Printout from computer file. One name and some material deleted on second page because -- as the remaining context shows -- I was not absolutely sure on the point. The surrounding context is preserved to indicate the general nature of the deletion. jtc/jan 23 1995
November 23, 1993
MEMO FOR THE RECORD
SUBJECT: Meeting at Air & Space Museum
FROM: John T. Correll
At the request of Dr. Martin Harwit, Director of the Air & Space Museum, Monroe Hatch and I met over lunch November 19 with him and two of his colleagues, Dr. Tom D. Crouch, chairman of the Aeronautics Department and Dr. Michael J. Neufeld, curator of the Enola Gay Exhibit.
The expectation is that the exhibit will open in May 1995 and run for maybe seven months. At the time of our meeting on November 19, the July concept paper we had seen still reflected the plan for the exhibition, according to Dr. Neufeld.
We said the concept paper was not balanced, and that it did not provide adequate background or accurately depict the context in which the decision to drop the bomb was made. All three museum people (especially Crouch) said that the concept included all of these things.

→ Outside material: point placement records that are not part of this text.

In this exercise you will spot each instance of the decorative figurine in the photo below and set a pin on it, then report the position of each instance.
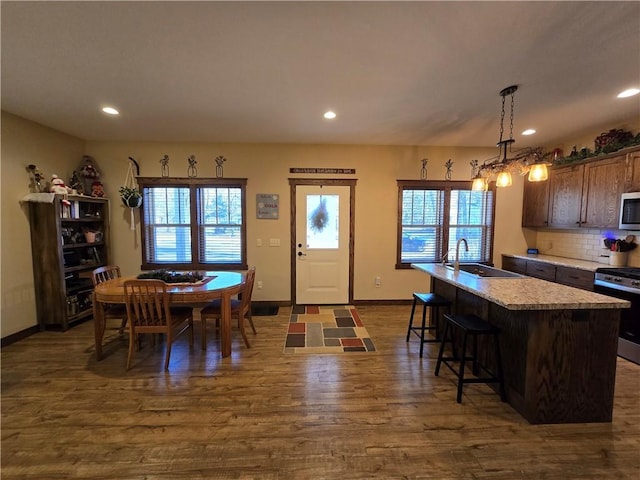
(97, 190)
(164, 166)
(89, 173)
(192, 171)
(423, 170)
(75, 184)
(58, 187)
(474, 168)
(36, 176)
(219, 161)
(449, 165)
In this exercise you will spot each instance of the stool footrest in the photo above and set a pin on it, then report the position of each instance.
(470, 325)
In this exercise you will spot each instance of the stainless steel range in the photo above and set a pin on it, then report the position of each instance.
(624, 283)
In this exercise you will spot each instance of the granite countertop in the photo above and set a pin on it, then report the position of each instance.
(562, 261)
(523, 293)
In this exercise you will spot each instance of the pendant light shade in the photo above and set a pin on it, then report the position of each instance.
(524, 161)
(479, 184)
(504, 179)
(538, 172)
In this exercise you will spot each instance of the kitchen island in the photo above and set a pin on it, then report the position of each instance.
(559, 343)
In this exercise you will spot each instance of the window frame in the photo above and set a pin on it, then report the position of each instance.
(194, 184)
(446, 186)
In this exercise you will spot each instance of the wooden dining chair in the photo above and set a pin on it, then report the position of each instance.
(148, 311)
(111, 311)
(240, 309)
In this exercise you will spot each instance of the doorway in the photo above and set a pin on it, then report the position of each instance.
(322, 241)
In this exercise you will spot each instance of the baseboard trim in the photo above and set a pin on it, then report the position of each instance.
(382, 302)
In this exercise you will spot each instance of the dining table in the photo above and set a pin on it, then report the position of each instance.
(214, 285)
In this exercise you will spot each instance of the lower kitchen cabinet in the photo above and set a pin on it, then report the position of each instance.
(573, 277)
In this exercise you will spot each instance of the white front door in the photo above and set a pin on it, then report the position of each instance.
(322, 244)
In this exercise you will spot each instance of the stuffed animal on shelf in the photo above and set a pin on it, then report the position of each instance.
(97, 190)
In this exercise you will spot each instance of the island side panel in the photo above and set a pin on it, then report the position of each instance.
(572, 366)
(559, 364)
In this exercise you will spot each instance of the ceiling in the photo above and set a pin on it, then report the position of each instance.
(396, 73)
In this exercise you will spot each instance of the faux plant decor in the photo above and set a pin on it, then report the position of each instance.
(131, 196)
(607, 142)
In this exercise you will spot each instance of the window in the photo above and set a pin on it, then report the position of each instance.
(193, 224)
(433, 216)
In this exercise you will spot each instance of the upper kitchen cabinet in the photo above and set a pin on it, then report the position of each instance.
(603, 185)
(535, 207)
(584, 194)
(565, 196)
(632, 177)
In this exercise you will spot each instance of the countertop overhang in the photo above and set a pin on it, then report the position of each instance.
(560, 261)
(525, 293)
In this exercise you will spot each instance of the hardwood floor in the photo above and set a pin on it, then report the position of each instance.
(263, 414)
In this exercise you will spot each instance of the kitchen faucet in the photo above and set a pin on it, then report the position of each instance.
(444, 258)
(456, 264)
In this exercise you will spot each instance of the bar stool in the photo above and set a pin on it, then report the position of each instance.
(427, 300)
(474, 326)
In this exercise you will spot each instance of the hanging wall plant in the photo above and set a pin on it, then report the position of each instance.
(131, 197)
(129, 193)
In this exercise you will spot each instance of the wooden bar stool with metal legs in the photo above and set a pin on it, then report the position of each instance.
(427, 300)
(474, 326)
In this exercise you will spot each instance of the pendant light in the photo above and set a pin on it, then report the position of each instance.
(523, 161)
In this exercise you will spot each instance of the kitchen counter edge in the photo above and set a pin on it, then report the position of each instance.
(523, 293)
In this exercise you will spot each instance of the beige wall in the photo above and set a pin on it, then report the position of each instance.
(23, 143)
(267, 169)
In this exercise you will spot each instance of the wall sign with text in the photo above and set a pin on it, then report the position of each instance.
(267, 205)
(332, 171)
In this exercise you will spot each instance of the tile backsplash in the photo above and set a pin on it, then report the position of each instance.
(584, 244)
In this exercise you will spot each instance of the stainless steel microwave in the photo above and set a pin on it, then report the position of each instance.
(630, 211)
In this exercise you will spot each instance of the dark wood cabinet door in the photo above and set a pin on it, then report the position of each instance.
(535, 205)
(565, 196)
(603, 185)
(632, 178)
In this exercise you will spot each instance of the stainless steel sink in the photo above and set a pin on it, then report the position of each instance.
(483, 271)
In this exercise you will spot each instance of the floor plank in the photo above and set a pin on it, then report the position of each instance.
(265, 414)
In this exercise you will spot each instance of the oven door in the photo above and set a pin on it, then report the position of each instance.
(629, 343)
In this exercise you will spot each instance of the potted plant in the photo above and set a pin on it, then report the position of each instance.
(131, 196)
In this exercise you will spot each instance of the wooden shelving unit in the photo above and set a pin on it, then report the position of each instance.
(64, 254)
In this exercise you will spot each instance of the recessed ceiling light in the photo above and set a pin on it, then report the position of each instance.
(630, 92)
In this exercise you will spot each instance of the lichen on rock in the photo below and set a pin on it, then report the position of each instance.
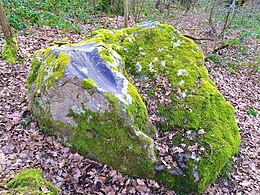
(118, 91)
(30, 181)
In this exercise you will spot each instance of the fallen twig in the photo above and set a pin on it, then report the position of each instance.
(198, 38)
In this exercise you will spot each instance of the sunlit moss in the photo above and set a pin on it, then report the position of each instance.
(31, 182)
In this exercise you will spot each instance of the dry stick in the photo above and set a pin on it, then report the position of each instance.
(198, 38)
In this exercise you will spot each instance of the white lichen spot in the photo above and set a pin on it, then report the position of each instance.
(182, 71)
(138, 67)
(181, 82)
(149, 141)
(151, 69)
(163, 63)
(49, 72)
(84, 70)
(177, 44)
(77, 110)
(130, 40)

We said there is a huge difference in impact between a few words in the script and an emotion-grabbing artifact like a little girl's burned lunch box.
We also said the concept goes out of its way to spotlight Japanese suffering, with major focus on death and destruction as seen from the ground. Harwit said the exhibit would show GIs suffering as well. Correll asked if it would show GIs dead. Harwit seemed taken aback, did not answer. We made an issue of the emotional impact of the school child's lunch box and pointed out that there was nothing on the other side for balance. Harwit asked what we had in mind. We mentioned several possibilities of Japanese behavior.
Harwit dismissed those suggestions, saying the exhibit should not show Japanese atrocities because that would make Enola Gay mission appear to be one of revenge -- i.e., unfair to the Americans! (This was one of two instances when the Air & Spacers rejected content that we would regard as balance on the pretext that it was unfair to Americans.) Furthermore, Harwit (supported by Neufeld) said the airplane itself was a dominating "militaristic" and "macho" element in the exhibit. We challenged that interpretation, but Harwit said the Japanese would see it as he said. (After lunch, Harwit introduced us to a staff member, Jo Anne ________, who has been assigned to keep frequent contact with crew members of Enola Gay and Bock's Car, both for general liaison and to seek memorabilia for the exhibit.)
Neufeld acknowledged that his low US casualty estimate (20-30,000) was for invasion of the southern island only, and only for the first month at that. He said higher casualty estimates -- such as the often-cited 500,000 -- could not be used because veterans groups use a figure of 1-2 million (??!!) and would not be satisfied with anything lower. The solution, therefore, is not to use any casualty estimate -- conveniently eliminating a the impact of a key point in the decision to drop the bomb. This, like Harwit's reluctance on Japanese atrocities, just happens to tilt the balance toward the point we believe they are really trying to make, and to which we object.
I understood [name deleted] (who was sitting next to me) to say that [16 words deleted]. Somebody across the table immediately introduced another topic, so I did not have a chance to confirm with [name deleted] that he had indeed said what I thought I heard.
Harwit heaped praise on enlightenment of the Japanese. He said one of the mayors (Hiroshima or Nagasaki) had almost been assassinated for saying the Emperor was wrong in not acting sooner to end the war. Harwit indicated the mayor may say something along those lines in his recorded presentation in the exhibit. Correll asked if either of the mayors intended to say that Japan had also been wrong in starting the war. (Of course not.)
After lunch, Harwit had the staff make photocopies for us of the exhibit gallery floor plan as presently conceived. He said this was tentative and not for general circulation. When asked about the "Conclusion" segment, Harwit said it was not final but would probably cover "radiation sickness" and evolution of the "nuclear arms race."